We also know that Neanderthals collected and chewed bitter plants like chamomile and yarrow. Neanderthal DNA tells us that they had taste receptors for the acrid compounds in these plants, so it’s possible that they consumed them for medicinal rather than culinary purposes.

6

They didn’t disappear

Neanderthals never really went extinct, at least not genetically. Between 20 and 70 per cent of their genome lives on in us, spread among various human populations in Eurasia. In terms of quantity of DNA, there are actually more ‘Neanderthals’ around now than ever. Yet between 40,000 and 35,000 years ago, their fossils disappeared from the record, so the question is: why did we absorb them into our species, and not the other way around?

Proposed theories for our potential superiority have included a broader diet, more efficient tool manufacturing, and even a mastery of symbols and art. But these all look less certain in light of the evidence described in this article, and it’s likely that a number of effects played a role.

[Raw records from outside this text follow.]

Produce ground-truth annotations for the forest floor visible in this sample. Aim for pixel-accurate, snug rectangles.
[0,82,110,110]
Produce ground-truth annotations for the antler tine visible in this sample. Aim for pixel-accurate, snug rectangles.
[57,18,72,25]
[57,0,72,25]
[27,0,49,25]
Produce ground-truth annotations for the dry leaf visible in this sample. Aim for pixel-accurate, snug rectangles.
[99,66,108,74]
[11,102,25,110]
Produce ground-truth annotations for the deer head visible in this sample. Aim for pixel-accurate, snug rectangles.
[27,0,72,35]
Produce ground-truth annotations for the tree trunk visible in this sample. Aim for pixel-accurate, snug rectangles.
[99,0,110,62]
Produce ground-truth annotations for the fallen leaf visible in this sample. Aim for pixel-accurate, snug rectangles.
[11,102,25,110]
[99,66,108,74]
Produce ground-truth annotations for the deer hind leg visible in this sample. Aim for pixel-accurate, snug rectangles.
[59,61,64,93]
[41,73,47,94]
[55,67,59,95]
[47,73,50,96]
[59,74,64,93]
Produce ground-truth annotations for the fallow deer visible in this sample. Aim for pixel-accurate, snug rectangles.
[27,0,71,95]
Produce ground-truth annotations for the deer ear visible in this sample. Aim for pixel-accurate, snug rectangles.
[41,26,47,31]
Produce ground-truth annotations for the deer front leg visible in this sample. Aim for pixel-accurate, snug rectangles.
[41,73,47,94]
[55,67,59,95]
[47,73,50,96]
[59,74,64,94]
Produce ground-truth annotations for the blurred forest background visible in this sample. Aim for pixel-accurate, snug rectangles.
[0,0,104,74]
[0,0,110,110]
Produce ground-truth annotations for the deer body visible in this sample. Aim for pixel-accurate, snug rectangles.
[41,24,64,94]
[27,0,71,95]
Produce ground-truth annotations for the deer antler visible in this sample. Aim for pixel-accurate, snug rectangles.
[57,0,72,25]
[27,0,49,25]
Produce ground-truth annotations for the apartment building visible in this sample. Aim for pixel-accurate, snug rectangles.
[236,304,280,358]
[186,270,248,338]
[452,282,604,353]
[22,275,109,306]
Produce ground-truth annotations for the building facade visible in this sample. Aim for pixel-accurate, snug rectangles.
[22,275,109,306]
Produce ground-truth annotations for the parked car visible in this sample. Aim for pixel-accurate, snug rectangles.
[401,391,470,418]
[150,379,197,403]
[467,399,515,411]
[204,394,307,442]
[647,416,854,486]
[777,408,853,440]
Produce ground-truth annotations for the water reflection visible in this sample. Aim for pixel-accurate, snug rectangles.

While Neanderthals had lived through many periods of extreme climate change, the conditions around 55,000 years ago became extraordinarily unstable. If Homo sapiens had even marginal advantages in coping with this instability – perhaps more effective weaponry (allowing us to obtain more food), or extended social networks – then over time this would have built up.

On millennial scales, a few extra human babies surviving per year could eventually snowball into a total population replacement, especially if Neanderthals’ genes were being diluted by breeding with us. Their fate wasn’t a dramatic annihilation, but a slow, irreversible assimilation.